12 décembre, c'est calme.
— Mathis, attends.
Mahia serre ma main, me fait signe avec les yeux de ne pas me retourner. La voix tremble, désespérée. Une main m'attrape par le col de la veste.
Gabriel pleure dans mon dos. Je me tourne. Mahia me lâche, elle va s'asseoir vers le totem du lycée, sur un des bancs. Les larmes de Gabriel dessinent des entrelacs sur ses joues grêlées de son.
C'est fou ce que les larmes me rendent poète.
Il me prend dans ses bras, en sanglotant sur mon torse. Je sais qu'il n'est pas allé en cours aujourd'hui. Et il sent l'alcool. Il est bleu comme une huître, à mon avis. Je ne comprends pas vraiment ce qu'il dit... Il parle de Blandine. Je sais qu'il parle de Blandine.
Il est midi, et je vais rater mon bus, mais Gabriel me retient. Il s'en fiche. Il a toute la peine de l'amoureux floué qui se réveille trop tard. Je ne peux rien faire... J'attends qu'il se calme, qu'il me lâche.
Mahia est déjà partie.
— Je suis une merde, pleurniche-t-il.
— Mais non...
Ça ne le rassure pas. Mais au moins, il ne pleure plus.
13 décembre, c'est calme.
14 décembre, c'est trop calme.
15 décembre, je compte mes heures. Plus que deux semaines. Deux semaines... Je vais bientôt mourir. La fin est proche, Mathis, la fin est proche.
16 décembre, qu'est-ce que j'aurais aimé faire ? Avoir mon bac. Oui, j'aurais aimé avoir mon bac. J'aurais aimé aller en boîte, j'aurais aimé m'enivrer jusqu'au coma parce que j'avais mon examen. J'aurais aimé embrasser Mahia devant un maire... Ou rompre dans les larmes, et trouver quelqu'un d'autre plus tard. Voir mes amis se caser, rentrer dans la vie active. Moi aussi, je voudrais un travail. Je voudrais des études, des diplômes, merde des choses normales d'une vie normale !

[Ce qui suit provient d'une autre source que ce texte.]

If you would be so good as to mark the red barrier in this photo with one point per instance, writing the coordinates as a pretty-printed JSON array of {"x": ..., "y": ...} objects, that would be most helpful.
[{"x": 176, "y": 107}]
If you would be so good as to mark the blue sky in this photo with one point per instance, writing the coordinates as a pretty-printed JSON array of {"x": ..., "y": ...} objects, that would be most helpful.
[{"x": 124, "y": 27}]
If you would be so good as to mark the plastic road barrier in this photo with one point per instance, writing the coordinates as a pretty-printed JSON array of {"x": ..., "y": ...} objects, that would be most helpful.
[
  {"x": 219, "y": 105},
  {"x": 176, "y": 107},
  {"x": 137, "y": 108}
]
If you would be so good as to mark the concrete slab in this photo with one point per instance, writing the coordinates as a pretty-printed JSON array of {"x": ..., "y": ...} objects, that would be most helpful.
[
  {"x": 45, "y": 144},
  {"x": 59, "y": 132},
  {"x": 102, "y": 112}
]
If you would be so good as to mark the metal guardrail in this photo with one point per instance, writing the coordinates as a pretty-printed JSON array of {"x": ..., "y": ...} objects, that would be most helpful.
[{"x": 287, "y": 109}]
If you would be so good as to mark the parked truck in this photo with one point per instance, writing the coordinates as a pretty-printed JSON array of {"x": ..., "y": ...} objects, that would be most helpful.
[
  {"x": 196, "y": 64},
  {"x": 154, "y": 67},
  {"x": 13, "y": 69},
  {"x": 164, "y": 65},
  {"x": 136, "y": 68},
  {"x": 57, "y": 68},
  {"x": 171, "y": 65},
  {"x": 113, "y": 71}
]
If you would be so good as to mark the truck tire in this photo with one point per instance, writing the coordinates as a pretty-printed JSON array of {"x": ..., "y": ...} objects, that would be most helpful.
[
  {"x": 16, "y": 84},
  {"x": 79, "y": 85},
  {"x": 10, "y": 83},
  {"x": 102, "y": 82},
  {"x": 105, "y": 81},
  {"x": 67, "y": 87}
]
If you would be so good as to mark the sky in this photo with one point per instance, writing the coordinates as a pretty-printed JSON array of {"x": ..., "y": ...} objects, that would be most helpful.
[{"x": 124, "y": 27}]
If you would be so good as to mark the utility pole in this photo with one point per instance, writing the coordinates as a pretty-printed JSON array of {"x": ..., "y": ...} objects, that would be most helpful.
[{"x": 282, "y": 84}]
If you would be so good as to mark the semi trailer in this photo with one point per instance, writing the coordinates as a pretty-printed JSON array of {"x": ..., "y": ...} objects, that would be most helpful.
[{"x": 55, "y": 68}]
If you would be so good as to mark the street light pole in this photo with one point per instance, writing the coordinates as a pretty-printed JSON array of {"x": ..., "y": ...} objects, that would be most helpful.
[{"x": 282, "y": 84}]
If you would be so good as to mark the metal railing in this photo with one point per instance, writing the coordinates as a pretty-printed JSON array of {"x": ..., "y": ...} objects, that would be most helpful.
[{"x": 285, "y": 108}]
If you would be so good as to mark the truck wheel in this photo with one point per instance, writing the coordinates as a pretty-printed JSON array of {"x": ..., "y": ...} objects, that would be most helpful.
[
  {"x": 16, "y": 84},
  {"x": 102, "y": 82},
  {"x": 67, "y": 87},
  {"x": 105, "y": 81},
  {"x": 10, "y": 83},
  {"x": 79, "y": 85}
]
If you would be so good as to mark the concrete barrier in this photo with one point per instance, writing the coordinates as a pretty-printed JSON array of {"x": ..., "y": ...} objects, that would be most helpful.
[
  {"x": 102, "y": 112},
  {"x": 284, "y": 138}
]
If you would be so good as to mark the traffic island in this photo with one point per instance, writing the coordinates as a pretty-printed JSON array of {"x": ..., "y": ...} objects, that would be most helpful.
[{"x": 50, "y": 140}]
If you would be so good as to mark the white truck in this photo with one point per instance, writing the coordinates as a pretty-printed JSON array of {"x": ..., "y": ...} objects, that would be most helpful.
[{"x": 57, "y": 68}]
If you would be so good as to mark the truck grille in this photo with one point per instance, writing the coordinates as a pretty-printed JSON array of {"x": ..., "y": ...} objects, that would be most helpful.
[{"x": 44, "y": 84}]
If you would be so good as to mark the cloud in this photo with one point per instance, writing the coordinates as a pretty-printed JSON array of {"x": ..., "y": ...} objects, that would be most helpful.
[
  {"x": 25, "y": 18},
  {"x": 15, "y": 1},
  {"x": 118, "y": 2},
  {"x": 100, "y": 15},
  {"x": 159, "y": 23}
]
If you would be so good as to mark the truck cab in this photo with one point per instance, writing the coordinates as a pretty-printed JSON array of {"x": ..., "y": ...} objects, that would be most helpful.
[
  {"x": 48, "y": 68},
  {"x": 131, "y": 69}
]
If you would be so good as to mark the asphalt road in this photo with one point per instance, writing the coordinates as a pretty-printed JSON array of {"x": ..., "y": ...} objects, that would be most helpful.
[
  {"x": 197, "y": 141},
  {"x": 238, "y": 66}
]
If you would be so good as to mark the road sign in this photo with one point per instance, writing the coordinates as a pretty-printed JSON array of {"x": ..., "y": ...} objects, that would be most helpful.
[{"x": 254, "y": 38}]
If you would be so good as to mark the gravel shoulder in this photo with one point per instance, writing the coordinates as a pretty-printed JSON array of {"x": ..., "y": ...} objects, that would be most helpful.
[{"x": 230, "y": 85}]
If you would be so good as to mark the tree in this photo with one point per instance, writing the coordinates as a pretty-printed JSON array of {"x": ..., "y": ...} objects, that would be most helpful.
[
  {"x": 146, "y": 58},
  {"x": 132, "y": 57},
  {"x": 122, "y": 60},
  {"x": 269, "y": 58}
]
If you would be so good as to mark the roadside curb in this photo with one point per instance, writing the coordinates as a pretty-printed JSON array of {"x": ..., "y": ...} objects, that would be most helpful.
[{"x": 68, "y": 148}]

Je suis devenu quelqu'un de meilleur. C'était le but, non ? Que je devienne meilleur.
J'essaye de me changer les idées devant une vidéo YouTube, comme tous les adolescents glandus de l'humanité. Mais une boule de feu m'embrase de l'intérieur, devant l'angoisse de la mort.
Je pense à mon épitaphe. « Mathis Paillon vivra 16 ans. Au passé. ». Ou « Albert vivra 16 ans. » Va savoir pourquoi, j'ai en affection le prénom Albert. Je me sens profondément désolé que des hommes puissent porter le nom d'Albert.
Léon le chat se roule contre moi. Il ronronne. Que se passe-t-il derrière ces grands yeux gris ? Je souris, il miaule.
— Allez, petit père, allons dormir.
Sa queue bat la mesure. Je le prends contre moi. Quelque part, j'aime les chats.